Mais Philae rêvait de cette amour, de plus en plus et à un tel point qu'elle envisageait de disparaître. L'idée d'être seule dans un monde parallèle avec sa Zélie-bis la rendait ivre de joie et la faisais fantasmer. Son état second se propageait dans toute son âme la rendant davantage accro. 


-


Un matin printanier, seulement trois mois après leur rencontre, Lyel qui venait de se réveiller alluma son téléphone portable. Une quinzaine d'appels manqués de son amie inondaient l'écran, ainsi qu'un message qu'elle s'empressa d'ouvrir, morte d'inquiétude qui lui serrait arrivé quelque chose.
Il n'y avait rien marqué d'autre qu'une adresse et une heure. Elle s'imagina le pire : le lieu d'un envisageable suicide, une fugue, en passant par l'hypothèse d'un kidnapping ou même d'une pulsion meurtrière qui aurait pu subvenir suite à une de ses crises de paranoïa. Le corps de la jeune tout entier était devenu neutre et incapable de faire quoi que ce soit pendant une bonne dizaine de minutes.

"23h29 : Sur notre premier banc."

   -


Philae attendait depuis bientôt deux heures sur ce banc qui était perdu au milieu de nul part et dissimulé entre des sapins, accompagnée de son sac à dos qui semblait vouloir dégurgiter ce qu'il avait pu avaler précédemment. C'était à cet endroit précisément qu'elles avaient échangé leur vrai première discussion. Plus d'une heure de pur plaisir pour la plus âgée qui dévorait les paroles de Lyel, se livrant sur sa vie.

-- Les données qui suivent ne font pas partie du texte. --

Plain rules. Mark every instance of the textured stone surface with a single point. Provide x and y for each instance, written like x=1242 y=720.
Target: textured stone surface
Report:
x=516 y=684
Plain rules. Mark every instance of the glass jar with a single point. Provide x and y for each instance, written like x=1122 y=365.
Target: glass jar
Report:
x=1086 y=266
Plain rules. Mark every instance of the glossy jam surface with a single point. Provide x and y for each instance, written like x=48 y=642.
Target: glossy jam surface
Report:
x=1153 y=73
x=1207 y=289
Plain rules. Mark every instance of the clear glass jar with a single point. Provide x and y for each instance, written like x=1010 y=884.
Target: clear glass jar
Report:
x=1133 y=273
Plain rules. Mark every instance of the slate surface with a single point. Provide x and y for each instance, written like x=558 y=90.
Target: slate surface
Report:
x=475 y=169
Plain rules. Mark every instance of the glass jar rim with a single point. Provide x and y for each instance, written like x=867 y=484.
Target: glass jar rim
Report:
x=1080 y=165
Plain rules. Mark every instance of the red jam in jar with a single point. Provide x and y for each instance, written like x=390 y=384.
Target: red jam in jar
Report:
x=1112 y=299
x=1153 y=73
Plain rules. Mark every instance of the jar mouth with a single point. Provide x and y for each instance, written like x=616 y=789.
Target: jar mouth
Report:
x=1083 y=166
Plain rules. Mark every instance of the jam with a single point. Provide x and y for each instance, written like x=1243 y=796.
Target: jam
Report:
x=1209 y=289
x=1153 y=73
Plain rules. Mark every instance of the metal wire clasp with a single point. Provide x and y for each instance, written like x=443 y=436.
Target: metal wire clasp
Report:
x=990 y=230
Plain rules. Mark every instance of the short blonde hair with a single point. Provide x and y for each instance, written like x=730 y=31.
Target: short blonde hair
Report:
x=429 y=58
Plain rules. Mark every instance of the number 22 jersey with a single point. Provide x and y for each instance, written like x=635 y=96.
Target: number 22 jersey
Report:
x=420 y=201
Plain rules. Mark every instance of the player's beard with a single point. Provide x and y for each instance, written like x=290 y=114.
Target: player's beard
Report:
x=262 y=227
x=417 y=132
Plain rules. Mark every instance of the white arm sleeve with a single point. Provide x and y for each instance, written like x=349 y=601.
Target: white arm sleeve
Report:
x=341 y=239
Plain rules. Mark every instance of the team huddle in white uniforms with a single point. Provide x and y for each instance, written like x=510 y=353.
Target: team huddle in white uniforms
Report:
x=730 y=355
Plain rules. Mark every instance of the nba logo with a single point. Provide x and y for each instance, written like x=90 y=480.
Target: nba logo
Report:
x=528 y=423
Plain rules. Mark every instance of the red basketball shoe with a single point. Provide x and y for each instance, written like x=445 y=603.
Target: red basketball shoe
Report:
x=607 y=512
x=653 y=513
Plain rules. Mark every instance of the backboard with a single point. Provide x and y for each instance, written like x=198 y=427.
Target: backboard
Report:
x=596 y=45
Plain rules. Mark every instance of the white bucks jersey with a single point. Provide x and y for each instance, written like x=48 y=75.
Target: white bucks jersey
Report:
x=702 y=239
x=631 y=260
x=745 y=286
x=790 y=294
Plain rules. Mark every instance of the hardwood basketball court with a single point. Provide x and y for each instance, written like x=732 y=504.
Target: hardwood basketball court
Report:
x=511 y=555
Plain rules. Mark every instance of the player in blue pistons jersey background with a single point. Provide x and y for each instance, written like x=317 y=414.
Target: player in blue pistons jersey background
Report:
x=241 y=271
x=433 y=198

Une silhouette au loin s'approcha d'elle. Il faisait déjà trop sombre malgré les deux lampadaires qui faisaient office de lumière pour être capable d'identifier la personne. Philae savait que c'était elle qui arrivait. La plus jeune s'avança, perplexe et pleine d'interrogation.
C'est sans dire un mot que Philae qui cachait un couteau fermement maintenu dans sa main gauche, le sorti. Elle s'étonna que l'objet de ses désirs ne veuille faire demi tour. Lyel qui noyait ses yeux dans le regard de la cadette semblait même plutôt curieuse.
A la grande stupeur de voir son amie lui sourire alors qu'elle possédait une arme blanche à la main, Philae hésita. Après une interminable minute sans autre réaction que ceci, elle lui demanda de fuir avec elle. Elle insista sur le "partir à l'aventure", "découvrir le monde" et surtout, "de s'aimer comme elles n'auraient jamais pu le faire avec quiconque, faire l'amour sous les étoiles et sous la brise de vent qui traversera nos chevelures, seuls habits car nos corps seront nus". Son seul désir était de s'enfuir sur un coup de tête avec la jeune.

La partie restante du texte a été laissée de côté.